1.Field of the Invention
The present invention relates to an RFID (Radio Frequency Identification) tag which exchanges information with an external device in a non-contact manner. Note that among those skilled in the art in the technical field of the present application, the “RFID tag” as used in the present specification is regarded as an internal component (inlay) for the “RFID tag” and so it may be referred to as an “inlay for an RFID tag”. Alternatively, this “RFID tag” may be referred to as a “wireless IC tag”.
2.Description of the Related Art
Various types of RFID tags that exchange information with an external device, typically represented by a reader/writer, in a non-contact manner using radio waves have been proposed in recent years (for example, see Japanese Patent Laid-Open No. 2000-310226, Japanese Patent Laid-Open No. 2000-200332, and Japanese Patent Laid-Open No. 2001-351082). An RFID tag in which a circuit chip and a radio wave communication antenna pattern are mounted on a base sheet made of plastic or paper has been proposed as one type of such RFID tag. This type of RFID tag is designed to be used in a mode in which the RFID tag is attached to an article and identification of the article and the like can be performed by exchanging information relating to that article with an external device.
FIG. 8 is a view that illustrates an example of an RFID tag.
Part (a) of FIG. 8 is a top view of an RFID tag 800 as one example of an RFID tag, and part (b) of FIG. 8 shows a cross section along a line of cutting plane H-H of the RFID tag 800 as shown in part (a).
The RFID tag 800 shown in FIG. 8 consists of a long base 801 that is formed with PET film, a communication antenna 802 that is wired along the lengthwise direction on the base 801, a circuit chip 803 that is electrically connected to the antenna 802 and conducts radio communication via the antenna 802, and an adhesive 804 that adheres and fixes the circuit chip 803 to the base 801.
The circuit chip 803 constituting the RFID tag 800 can carry out radio communication with an external device via the antenna 802.
A wide range of usage modes including the usage mode described above can be considered for this kind of RFID tag.

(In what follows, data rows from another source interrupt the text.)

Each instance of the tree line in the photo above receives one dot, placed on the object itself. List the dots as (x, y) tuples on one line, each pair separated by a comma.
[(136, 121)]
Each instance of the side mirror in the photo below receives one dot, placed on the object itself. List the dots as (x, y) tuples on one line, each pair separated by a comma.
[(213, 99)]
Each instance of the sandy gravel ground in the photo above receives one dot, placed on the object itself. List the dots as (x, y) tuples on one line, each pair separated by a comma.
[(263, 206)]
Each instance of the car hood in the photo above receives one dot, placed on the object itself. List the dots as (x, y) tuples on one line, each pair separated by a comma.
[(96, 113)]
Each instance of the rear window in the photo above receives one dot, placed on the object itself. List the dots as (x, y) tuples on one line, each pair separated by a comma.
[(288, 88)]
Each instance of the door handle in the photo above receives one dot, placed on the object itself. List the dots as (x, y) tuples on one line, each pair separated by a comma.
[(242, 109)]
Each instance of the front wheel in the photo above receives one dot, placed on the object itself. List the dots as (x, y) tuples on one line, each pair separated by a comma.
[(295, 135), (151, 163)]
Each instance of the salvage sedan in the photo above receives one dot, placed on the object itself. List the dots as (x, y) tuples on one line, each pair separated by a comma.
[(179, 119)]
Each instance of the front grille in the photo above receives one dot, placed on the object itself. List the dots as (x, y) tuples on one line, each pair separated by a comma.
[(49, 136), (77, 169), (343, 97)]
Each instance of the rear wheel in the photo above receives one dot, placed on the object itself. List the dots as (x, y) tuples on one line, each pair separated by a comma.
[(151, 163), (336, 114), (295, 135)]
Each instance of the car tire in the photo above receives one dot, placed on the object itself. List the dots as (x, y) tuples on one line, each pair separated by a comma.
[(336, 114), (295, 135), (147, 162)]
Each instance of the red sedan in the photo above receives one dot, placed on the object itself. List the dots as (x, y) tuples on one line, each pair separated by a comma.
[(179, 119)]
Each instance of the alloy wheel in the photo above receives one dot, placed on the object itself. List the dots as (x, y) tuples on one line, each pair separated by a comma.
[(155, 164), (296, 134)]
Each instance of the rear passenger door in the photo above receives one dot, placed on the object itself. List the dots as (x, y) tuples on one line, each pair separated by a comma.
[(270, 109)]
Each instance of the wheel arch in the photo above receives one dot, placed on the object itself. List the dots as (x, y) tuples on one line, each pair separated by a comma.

However, in the case of a usage mode in which the RFID tag is attached to an article that changes shape easily, such as clothing, a bending stress is applied to the circuit chip 803 because the circuit chip 803 is resistant to bending in comparison to the ease of bending of the base 801, and thus one major problem is that the circuit chip 803 breaks or the circuit chip 803 becomes unstuck from the base 801. Consequently, the following technique has already been proposed as one example of a technique for reducing the bending stress applied to the circuit chip 803.
FIG. 9 is a view showing one example of a conventional technique for reducing a bending stress that is applied to the circuit chip 803.
Part (a) of FIG. 9 is a top view of an RFID tag 900, and part (b) of FIG. 9 shows a cross section along a line of cutting plane J-J of the RFID tag 900 as shown in part (a) in a state in which the RFID tag 900 is bent.
In FIG. 9, components that are equivalent to components shown in the FIG. 8 are denoted by the same symbols as in FIG. 8, and a duplicate description of these components is omitted below.
The RFID tag 900 shown in FIG. 9 is provided with a reinforcing member 901 made of fiber-reinforced resin that covers the upper part of the circuit chip 803. The reinforcing member 901 is adhered and fixed to the base 801 with a thermosetting adhesive 902 that embeds the circuit chip 803.
As shown in part (b) of FIG. 9, according to this RFID tag 900, changes in the shape of the RFID tag 900 are prevented from reaching the vicinity of the circuit chip 803 by the reinforcing member 901 that is formed of a hard substance, namely fiber-reinforced resin, and thus the bending stress applied to the circuit chip 803 is reduced.
However, in the RFID tag 900 shown in FIG. 9 there is a problem that bending stress is concentrated at a part of the adhesive 902 that adheres and fixes the reinforcing member 901 to the base 801 where an edge section that protrudes from the reinforcing member 901 intersects with the antenna 802, resulting in a risk of the antenna 802 becoming disconnected.